This post originally appeared at Amex Open Forum. Small businesses are hiring again. Evidence shows that the hiring freeze among small businesses is starting to thaw as more owners take on additional employees.
Paychex Inc., which manages payroll accounting for companies that employ fewer than 100 workers, recently said checks per client increased by 2.8 per cent from a year ago, which was the company’s biggest gain since the start of the recession.
Small businesses may find themselves at a disadvantage, however, once large corporations catch up and resume luring candidates with hefty salaries. Instead of trying to beat large employers at their own game, small companies can stand out by offering innovative benefits and perks that suit their workers’ individual needs.
Here are several ways small companies can attract top talent.
Be flexible. Instead of insisting that workers commute to the office, allow them to work from home whenever their presence isn’t needed. Offer flexible hours. Allow employees who are early birds to start work early. Let the night owls and employees who have children to drop off in the morning come in later.
emphasise your location. Is your office accessible through various forms of public transportation? Are you located near a gym, schools or even ski slopes? Don’t hesitate to play up the benefits surrounding your office. If you’re thinking of moving, pick an area that provides an easy commute. If most of your employees live in the suburbs, for example, choose a space in a suburban office park closer to their homes.
Offer gym discounts and other perks. Even if your company can’t afford its own gym or daycare centre, many employees would still appreciate receiving discounts or partial reimbursements for the facilities of their choice.
Provide extra vacation days. Compared to other countries, most U.S. companies are notorious for skimping on vacation and sick days. Buck the trend by offering extra days off beyond the one to two weeks new hires typically receive.
Encourage job sharing.
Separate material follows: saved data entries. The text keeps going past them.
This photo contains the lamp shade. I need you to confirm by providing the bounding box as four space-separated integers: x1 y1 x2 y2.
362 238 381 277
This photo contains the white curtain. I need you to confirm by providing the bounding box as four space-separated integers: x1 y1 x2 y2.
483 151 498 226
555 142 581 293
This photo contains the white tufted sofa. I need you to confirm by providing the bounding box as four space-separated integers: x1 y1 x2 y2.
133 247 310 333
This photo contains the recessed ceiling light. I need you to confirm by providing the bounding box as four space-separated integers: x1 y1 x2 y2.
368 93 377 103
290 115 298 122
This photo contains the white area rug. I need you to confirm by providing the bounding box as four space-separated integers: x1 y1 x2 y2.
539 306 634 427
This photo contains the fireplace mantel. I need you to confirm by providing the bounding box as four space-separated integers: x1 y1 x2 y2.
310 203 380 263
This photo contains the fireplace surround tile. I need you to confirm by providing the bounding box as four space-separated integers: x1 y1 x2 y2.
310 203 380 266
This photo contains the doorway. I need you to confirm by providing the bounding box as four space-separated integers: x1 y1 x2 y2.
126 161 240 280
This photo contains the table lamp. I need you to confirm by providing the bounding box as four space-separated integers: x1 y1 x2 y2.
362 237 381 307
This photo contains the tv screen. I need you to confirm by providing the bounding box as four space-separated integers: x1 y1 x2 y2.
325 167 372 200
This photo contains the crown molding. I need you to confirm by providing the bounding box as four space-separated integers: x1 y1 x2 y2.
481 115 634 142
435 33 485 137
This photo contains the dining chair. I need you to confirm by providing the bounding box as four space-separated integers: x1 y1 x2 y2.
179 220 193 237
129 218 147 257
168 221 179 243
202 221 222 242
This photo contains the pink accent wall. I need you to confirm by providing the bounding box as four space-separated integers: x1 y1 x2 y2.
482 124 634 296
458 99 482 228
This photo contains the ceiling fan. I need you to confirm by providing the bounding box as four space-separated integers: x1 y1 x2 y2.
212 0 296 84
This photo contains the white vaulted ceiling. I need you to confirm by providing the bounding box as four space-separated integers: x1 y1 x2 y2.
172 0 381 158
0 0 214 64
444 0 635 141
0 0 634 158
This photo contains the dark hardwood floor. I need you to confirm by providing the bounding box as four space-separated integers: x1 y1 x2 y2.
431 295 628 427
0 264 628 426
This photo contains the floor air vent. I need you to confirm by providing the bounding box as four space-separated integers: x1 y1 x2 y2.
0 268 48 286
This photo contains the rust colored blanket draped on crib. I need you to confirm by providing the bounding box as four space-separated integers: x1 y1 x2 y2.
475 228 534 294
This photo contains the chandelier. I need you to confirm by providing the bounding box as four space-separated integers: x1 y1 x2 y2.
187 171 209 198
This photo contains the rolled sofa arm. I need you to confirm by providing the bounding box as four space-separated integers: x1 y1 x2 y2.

Offer opportunities for talented part-time workers, such as stay-at-home parents and experienced older workers. Pair up part-time workers who can share the workload according to their schedules, and you will bring invaluable experience to your company.
Give employees a stake in the company. It’s not for every business, but profit-sharing programs can be an alluring benefit that will help you draw in employees. Google is an example of how well employees can do when a startup gives its employees stock options in the company.
emphasise the variety of responsibilities. For young employees, the opportunity to gain a lot of experience and advance quickly can be particularly enticing. Many small businesses require employees to handle multiple duties, which can be a good match for young workers who want to develop a wide range of skills and make a meaningful contribution to the company.
Explain what makes your company unique. When you’re recruiting, let candidates know what makes your company exciting. Is your business rapidly growing with different challenges every day? Is there room for staff members to help shape the company or take it in new directions? It is difficult to find this type of environment at a large corporation, so play up what makes your business different.
Finally, promote your job openings through less traditional venues, rather than the usual corporate job sites. Place an ad on Craigslist or alert your Facebook network that you are looking for employees. Offer rewards for employee referrals. Candidates who are referred usually have a more accurate picture of the company than those who come in through ads. Also, employees often recommend people whom they already know will be a good match for the position.